George W. pulled Bandar aside. "Bandar, I guess you're the best asshole who
knows about the world. Explain to me one thing." "Governor, what is it?" "Why
should I care about North Korea?" Bandar said he didn't really know. It was one
of the few countries that he did not work on for King Fahd. "I get these
briefings on all parts of the world," Bush said, "and everybody is talking to me
about North Korea." "I'll tell you what, Governor," Bandar said. "One reason
should make you care about North Korea." "All right, smart alek," Bush said,
"tell me." "The 38,000 American troops right on the border." ..."If nothing else
counts, this counts. One shot across the border and you lose half these people
immediately. You lose 15,000 Americans in a chemical or biological or even
regular attack. The United State of America is at war instantly." "Hmmm," Bush
said. "I wish those assholes would put things just point-blank to me. I get half
a book telling me about the history of North Korea." "Now I tell you another
answer to that. You don't want to care about North Korea anymore?" Bandar asked.
The Saudis wanted America to focus on the Middle East and not get drawn into a
conflict in East Asia. "I didn't say that," Bush replied. "But if you don't, you
withdrawl those troops back. Then it becomes a local conflict. Then you have the
whole time to decide, 'Should I get involved? Not involved?' Etc." At that
moment, Colin Powell approached. "Colin," Bush said, "come here. Bandar and I
were shooting the bull, just two fighter pilots shooting the bull." He didn't
mention the topic. "Mr. Governor," Bandar said, "General Powell is almost a
fighter pilot. He can shoot the bull almost as good as us." (I obtained this excerpt directly from this blog).
If the U.S. probably had a very public debate about fighting another Korean War, then I doubt U.S. public opinion would support it at all (meaning if another war did break out then I'd think another Republican would get elected to office, probably not too unlike that of, let's say, another President Eisenhower). Why else would both Republican and Democratic administrations --except for the first Clinton administration, oddly enough -- be so willing to accomodate North Korea? (George W. Bush's first administration doesn't count. During his first administration, there really was no U.S. policy towards North Korea -- I'd suggest reading "The Long Road To Pyongyang" (Foreign Affairs Nov/Dec 2007).
"But a look back at the history of the Bush administration's approach to North Korea highlights a somewhat different aspect of the White House's foreign policy. The portrait that emerges is not one of a confrontational, militaristic administration; what instead becomes apparent is an image of a White House with extremely poor conceptual strategies and decision-making processes" ("The Long Road to Pyongyang" : Foreign Affairs)
At any rate, if North Korea launched an invasion, then overnight the U.S. would have about twenty thousand dead Americans. What happened on 9/11 will pale in comparison to the loss of life if such an event were to truly occur. It is in this light that the U.S. should care. Basically, North Korea holds U.S. foreign policy hostage; that is North Korea can basically force the U.S. to be at war overnight.
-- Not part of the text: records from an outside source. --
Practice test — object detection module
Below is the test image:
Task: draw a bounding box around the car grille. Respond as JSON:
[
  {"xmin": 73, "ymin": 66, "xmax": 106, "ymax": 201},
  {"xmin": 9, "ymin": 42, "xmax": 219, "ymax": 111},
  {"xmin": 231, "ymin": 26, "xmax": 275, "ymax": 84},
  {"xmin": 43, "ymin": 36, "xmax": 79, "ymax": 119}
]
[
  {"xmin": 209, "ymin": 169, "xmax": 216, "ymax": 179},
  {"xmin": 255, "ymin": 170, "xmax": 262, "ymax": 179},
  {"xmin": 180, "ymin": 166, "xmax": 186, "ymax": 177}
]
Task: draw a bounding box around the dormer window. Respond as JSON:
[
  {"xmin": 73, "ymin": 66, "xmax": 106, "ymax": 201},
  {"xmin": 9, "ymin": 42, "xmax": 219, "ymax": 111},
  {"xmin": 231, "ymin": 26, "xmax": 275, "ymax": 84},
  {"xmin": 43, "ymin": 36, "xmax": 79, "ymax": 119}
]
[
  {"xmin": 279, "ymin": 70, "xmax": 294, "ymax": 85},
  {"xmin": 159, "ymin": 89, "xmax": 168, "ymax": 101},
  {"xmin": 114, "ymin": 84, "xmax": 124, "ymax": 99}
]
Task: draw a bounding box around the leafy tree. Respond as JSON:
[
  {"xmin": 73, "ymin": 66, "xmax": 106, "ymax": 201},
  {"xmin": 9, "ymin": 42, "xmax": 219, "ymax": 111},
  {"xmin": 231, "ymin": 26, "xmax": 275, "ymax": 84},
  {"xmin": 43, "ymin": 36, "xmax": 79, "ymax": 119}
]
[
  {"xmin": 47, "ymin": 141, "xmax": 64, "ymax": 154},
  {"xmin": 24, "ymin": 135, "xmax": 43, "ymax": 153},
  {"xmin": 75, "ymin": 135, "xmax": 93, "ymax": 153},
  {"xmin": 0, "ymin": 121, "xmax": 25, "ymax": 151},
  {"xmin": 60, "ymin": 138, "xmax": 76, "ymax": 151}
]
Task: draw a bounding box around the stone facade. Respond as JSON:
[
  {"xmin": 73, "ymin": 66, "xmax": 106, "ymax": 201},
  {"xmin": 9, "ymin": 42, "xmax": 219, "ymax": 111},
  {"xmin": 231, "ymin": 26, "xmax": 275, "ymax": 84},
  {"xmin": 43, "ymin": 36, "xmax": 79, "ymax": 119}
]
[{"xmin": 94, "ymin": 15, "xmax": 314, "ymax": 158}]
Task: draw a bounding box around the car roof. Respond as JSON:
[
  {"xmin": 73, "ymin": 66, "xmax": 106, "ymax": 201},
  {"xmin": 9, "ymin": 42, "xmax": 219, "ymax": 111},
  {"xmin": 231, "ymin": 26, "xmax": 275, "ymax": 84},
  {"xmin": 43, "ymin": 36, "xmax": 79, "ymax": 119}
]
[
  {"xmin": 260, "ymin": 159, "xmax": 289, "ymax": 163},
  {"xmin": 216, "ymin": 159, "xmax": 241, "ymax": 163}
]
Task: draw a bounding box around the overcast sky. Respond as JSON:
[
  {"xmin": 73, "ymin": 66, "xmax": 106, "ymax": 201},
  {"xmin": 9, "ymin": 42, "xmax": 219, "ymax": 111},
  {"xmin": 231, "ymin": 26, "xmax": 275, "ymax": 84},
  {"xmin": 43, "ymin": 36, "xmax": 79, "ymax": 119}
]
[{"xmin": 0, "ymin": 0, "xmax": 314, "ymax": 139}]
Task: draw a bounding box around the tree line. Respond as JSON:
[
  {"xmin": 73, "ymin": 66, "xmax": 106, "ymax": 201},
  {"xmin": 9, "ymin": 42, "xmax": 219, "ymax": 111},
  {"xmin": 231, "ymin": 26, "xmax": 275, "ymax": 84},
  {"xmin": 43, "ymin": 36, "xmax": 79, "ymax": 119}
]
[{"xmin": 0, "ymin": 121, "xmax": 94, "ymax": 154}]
If twenty thousand Americans died overnight, there'd be no way that the U.S. would let it just pass by (and no way that the North Korean regime would survive in tact of course). But, nonetheless, aside from general and genuine concerns of North Korean proliferation of weapons of mass destruction and ballistic missile technology, counterfeiting U.S. dollars, abducting foreign nationals, and, of course, probably the worst human rights violations in the history of the world, this is the prime reason, why we as Americans should care.